Dreaming of being perfect. One of my favorite pastimes. I still do this despite the fact that I know better. I know better because I know perfectionism hurts, and I know I am really prone to acting imperfectly. That said, I thought it would be helpful to share some of my thoughts about perfectionism with you.
Envisioning that we could be perfect or could do things perfectly gives us a feeling of “arriving,” kind of like getting one of the coveted Golden Tickets from the Willy Wonka Chocolate Factory. The children in the tale Charlie and the Chocolate Factory by Roald Dahl who succeed at getting the desired Golden Tickets begin to pursue something tantalizing, but unclear and undefined to them. When we try to be perfect, we act like the kids with the Golden Tickets, and all sorts of crazy breaks loose. (Remember the chaos in the movie Willy Wonka and the Chocolate Factory?) In believing we can arrive at perfection ourselves, we enact several different dreams for our future:
- the dream of being untouchable by criticism, judgment, or shame
- the dream of less work and strain because we've already proven ourselves
- the dream of being different than everyone else
- the dream of having something permanent about our identity
- the dream of proving that our actions can ensure our happiness
But of course, just as in the Willy Wonka story, life (and fiction) just isn't that easy. No one ticket or behavior or anything could make everything perfect. Perfectionism actually makes life more difficult because when perfection is our end goal, that goal shapes every facet of what we do. It limits our creativity and ability to generate new ideas. It makes us think the ideas we do come up with stink. Perfectionism leaves a constant ache, pressure, and nagging feeling in us and also does some more damage:
- it forces us to go underground with our work because we feel we are not performing to a high enough standard
- it makes us associate work with feeling badly and unwell
- it kills our courage to try new things because we sense the greater risk of failing to be perfect
- it constantly reminds us we will never be prepared enough or fully
- it makes us feel fraudulent when we receive praise
- it leaves us isolated in our own pursuit of glory rather than allowing us to benefit from communities of learning and growth
As you can see, I think perfectionism is pretty destructive. I encourage you to look at your own tendency to want to be perfect. What do you associate with being perfect? What are your perfectionism dreams? How does wanting to be perfect influence how you act, think, and feel? Have you ever wanted to own a gigantic candy factory?

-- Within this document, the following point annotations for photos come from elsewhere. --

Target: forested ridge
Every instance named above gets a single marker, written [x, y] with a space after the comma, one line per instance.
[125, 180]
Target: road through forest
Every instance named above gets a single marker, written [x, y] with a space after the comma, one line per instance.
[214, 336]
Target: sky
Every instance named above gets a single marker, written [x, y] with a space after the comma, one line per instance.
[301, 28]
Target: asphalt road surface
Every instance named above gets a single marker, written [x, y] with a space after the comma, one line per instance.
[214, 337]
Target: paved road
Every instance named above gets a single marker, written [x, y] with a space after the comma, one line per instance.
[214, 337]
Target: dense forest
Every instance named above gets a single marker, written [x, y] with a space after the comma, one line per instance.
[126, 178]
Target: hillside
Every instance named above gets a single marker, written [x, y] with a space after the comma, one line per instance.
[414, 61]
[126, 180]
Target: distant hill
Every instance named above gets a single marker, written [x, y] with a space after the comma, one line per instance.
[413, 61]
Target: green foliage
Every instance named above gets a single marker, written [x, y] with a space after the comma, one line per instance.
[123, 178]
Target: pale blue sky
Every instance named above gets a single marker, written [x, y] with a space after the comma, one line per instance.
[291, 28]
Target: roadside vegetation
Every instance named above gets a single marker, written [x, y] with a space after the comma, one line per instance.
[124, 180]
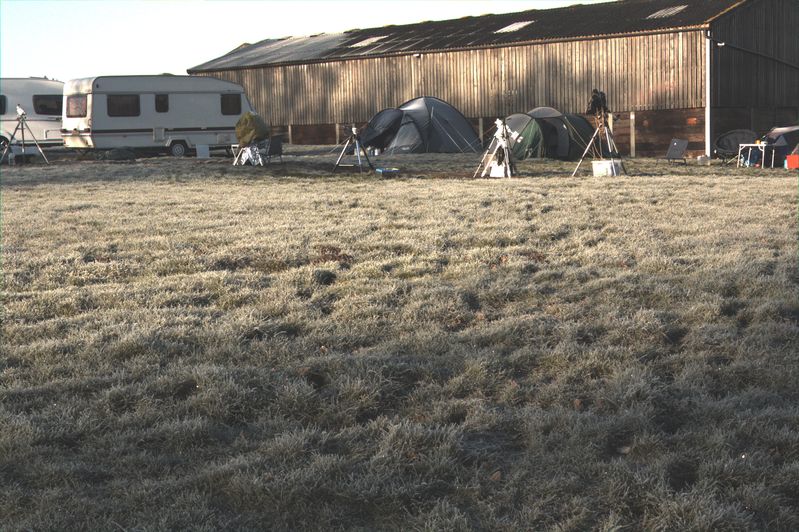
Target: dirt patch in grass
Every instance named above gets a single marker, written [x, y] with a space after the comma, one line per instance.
[188, 344]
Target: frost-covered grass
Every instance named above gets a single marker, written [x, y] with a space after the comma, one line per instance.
[197, 346]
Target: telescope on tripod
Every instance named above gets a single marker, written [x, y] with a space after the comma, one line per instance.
[598, 106]
[22, 125]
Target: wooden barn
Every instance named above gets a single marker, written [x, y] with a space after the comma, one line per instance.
[689, 69]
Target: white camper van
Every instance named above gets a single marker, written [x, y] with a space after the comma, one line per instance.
[172, 113]
[41, 100]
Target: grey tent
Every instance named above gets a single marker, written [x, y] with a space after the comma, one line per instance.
[422, 125]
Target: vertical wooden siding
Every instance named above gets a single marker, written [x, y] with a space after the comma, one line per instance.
[649, 72]
[742, 79]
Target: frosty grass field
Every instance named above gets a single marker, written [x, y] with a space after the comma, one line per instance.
[191, 345]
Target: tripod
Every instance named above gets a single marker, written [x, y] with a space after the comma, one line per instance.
[353, 140]
[497, 161]
[595, 144]
[22, 125]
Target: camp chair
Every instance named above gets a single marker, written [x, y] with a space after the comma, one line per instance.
[676, 150]
[726, 145]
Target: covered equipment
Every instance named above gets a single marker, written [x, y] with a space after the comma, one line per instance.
[785, 141]
[251, 128]
[422, 125]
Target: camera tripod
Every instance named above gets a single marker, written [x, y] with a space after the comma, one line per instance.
[602, 132]
[22, 125]
[498, 155]
[353, 140]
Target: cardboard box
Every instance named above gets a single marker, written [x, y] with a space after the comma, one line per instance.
[387, 172]
[606, 168]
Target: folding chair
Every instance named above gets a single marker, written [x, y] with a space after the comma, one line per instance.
[676, 150]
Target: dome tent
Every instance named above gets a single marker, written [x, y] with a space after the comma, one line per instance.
[529, 143]
[546, 132]
[422, 125]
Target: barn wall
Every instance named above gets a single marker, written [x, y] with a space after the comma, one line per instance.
[648, 72]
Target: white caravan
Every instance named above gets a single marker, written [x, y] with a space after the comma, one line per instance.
[172, 113]
[41, 100]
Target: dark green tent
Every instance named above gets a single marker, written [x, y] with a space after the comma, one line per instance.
[529, 142]
[546, 132]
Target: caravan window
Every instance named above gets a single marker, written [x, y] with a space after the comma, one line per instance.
[47, 104]
[123, 105]
[161, 103]
[231, 104]
[76, 106]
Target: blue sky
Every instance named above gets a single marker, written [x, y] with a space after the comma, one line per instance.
[67, 39]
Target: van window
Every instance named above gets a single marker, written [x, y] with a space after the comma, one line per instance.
[123, 105]
[47, 104]
[231, 104]
[162, 103]
[76, 106]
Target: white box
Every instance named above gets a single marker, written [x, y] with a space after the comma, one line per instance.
[606, 168]
[203, 151]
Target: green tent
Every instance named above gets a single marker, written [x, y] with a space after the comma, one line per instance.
[546, 132]
[529, 142]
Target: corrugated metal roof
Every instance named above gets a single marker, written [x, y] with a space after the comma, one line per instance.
[593, 20]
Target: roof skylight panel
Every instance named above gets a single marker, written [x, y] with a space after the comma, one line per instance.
[516, 26]
[367, 42]
[667, 12]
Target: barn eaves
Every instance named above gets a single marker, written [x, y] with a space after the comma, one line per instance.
[615, 19]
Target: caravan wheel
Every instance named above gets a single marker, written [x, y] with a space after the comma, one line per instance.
[178, 149]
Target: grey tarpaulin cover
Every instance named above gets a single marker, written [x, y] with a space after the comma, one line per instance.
[251, 128]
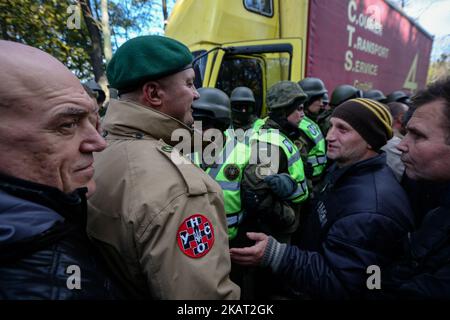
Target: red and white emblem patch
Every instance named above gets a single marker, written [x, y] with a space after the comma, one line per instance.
[195, 236]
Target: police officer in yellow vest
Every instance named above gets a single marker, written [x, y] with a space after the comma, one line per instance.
[274, 182]
[211, 112]
[314, 139]
[213, 109]
[158, 219]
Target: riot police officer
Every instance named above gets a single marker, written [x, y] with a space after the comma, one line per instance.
[398, 96]
[315, 89]
[312, 138]
[212, 109]
[375, 94]
[340, 94]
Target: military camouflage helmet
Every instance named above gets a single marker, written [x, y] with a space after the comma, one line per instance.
[313, 87]
[374, 94]
[284, 94]
[212, 104]
[398, 96]
[343, 93]
[242, 94]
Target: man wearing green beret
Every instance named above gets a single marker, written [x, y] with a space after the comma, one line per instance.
[158, 219]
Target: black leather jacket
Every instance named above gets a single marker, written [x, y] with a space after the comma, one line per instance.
[44, 249]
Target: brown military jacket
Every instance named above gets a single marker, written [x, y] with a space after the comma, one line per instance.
[160, 224]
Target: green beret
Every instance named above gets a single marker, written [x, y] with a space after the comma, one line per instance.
[146, 58]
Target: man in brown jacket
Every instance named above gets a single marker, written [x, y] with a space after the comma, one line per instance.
[157, 218]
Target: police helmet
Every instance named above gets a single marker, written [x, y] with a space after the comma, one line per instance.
[375, 94]
[313, 87]
[242, 94]
[343, 93]
[213, 107]
[95, 87]
[398, 96]
[284, 94]
[325, 99]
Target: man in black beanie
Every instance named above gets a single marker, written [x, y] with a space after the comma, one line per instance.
[357, 218]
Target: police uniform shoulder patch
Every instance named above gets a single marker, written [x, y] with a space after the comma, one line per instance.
[231, 171]
[195, 236]
[312, 128]
[288, 144]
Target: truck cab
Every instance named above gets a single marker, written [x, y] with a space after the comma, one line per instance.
[370, 44]
[240, 43]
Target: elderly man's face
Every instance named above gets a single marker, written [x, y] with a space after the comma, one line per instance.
[425, 153]
[179, 93]
[49, 133]
[345, 145]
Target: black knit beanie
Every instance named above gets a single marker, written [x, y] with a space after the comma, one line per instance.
[371, 119]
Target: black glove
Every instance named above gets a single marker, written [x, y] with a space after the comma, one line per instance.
[281, 184]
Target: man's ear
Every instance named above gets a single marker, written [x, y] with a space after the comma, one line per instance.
[151, 93]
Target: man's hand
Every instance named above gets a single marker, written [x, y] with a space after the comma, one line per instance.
[281, 184]
[250, 256]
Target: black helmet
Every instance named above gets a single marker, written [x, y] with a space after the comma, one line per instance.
[325, 99]
[242, 94]
[375, 94]
[398, 96]
[343, 93]
[313, 87]
[95, 87]
[212, 108]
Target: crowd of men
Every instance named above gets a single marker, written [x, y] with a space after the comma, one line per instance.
[300, 206]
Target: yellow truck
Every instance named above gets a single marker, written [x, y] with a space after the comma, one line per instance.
[255, 43]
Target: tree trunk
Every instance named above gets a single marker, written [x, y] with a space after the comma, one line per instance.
[106, 32]
[96, 49]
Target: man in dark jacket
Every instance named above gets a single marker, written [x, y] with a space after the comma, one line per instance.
[48, 132]
[423, 272]
[359, 216]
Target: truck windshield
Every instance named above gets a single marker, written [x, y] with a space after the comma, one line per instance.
[199, 67]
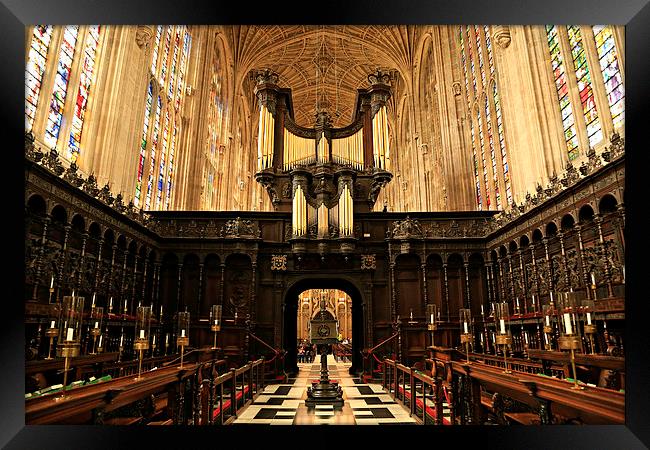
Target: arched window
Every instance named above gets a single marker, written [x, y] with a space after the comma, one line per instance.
[61, 80]
[609, 66]
[586, 58]
[41, 37]
[167, 84]
[64, 80]
[490, 175]
[559, 74]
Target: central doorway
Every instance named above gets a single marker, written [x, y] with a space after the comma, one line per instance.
[343, 301]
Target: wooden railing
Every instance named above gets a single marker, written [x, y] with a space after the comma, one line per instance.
[413, 388]
[370, 359]
[165, 396]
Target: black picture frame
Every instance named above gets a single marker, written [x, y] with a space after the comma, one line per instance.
[634, 14]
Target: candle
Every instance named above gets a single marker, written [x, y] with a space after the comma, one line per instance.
[567, 323]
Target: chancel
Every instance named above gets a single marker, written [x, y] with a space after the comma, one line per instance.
[230, 225]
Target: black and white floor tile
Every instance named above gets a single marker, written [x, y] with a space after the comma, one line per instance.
[369, 404]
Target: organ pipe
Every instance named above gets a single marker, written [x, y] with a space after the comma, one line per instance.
[348, 151]
[381, 151]
[265, 139]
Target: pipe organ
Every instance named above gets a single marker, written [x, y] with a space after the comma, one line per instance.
[323, 175]
[348, 151]
[265, 139]
[298, 151]
[380, 139]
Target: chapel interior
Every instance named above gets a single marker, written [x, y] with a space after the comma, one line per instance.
[329, 224]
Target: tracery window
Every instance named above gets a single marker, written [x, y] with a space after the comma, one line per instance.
[59, 76]
[491, 174]
[167, 84]
[586, 59]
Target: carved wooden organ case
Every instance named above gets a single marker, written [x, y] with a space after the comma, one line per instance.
[323, 175]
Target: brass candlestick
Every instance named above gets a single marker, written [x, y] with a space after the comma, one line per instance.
[183, 338]
[569, 331]
[51, 332]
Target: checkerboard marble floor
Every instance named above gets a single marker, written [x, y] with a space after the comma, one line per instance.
[364, 403]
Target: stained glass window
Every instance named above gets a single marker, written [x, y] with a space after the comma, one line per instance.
[85, 80]
[482, 144]
[154, 145]
[476, 175]
[559, 74]
[171, 168]
[61, 80]
[488, 46]
[182, 68]
[490, 137]
[154, 59]
[464, 61]
[172, 70]
[143, 144]
[502, 144]
[609, 66]
[471, 60]
[583, 78]
[479, 52]
[163, 67]
[163, 155]
[41, 37]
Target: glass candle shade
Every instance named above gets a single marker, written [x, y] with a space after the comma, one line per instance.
[548, 311]
[568, 321]
[588, 311]
[502, 322]
[465, 325]
[142, 328]
[96, 318]
[70, 326]
[183, 336]
[215, 317]
[432, 316]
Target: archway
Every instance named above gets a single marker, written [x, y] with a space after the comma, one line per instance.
[290, 318]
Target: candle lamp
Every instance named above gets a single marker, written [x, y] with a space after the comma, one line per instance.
[465, 315]
[569, 330]
[215, 321]
[183, 337]
[96, 316]
[588, 310]
[142, 331]
[53, 330]
[70, 334]
[432, 324]
[548, 311]
[503, 335]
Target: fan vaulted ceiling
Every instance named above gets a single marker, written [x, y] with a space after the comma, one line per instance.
[323, 65]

My next post will include some suggestions for moving away from perfectionism and developing more adaptive ways of thinking about doing well. Stay tuned! And please feel free to leave your thoughts about perfectionism in the “Leave a Reply” section.
Thank you for this insightful post. I have struggled with perfectionism a lot in the past, and am realizing I still do. It doesn’t come through in all areas of my life, but it seems to be my coping mechanism to avoid doing something new and potentially scary. For example, perfectionism has kept me from starting my own business and blog, starting a new exercise program, cooking a new ingredient, creating art. Your article helped me to realize that perfectionism has kept me from being as creative and genuine as I could–and would like to–be. Thanks again!
Hi Kristin,
Thank you for your kind feedback and for sharing some of your struggles with perfectionism. Perfectionism leaves us feeling kind of in the middle of — nothing. And as they say, starting is always the hardest part. I’d recommend taking a thorough look at your thoughts and feelings about the actual act of “starting.” Good luck getting started on your new business and blog; I know you will enjoy the process once you begin. It took me four (angst-ridden) solid years of thinking about blogging before I made the commitment to start. And now I get the pleasure of connecting with people like you. I look forward to working together again via our Spark and Tinder group!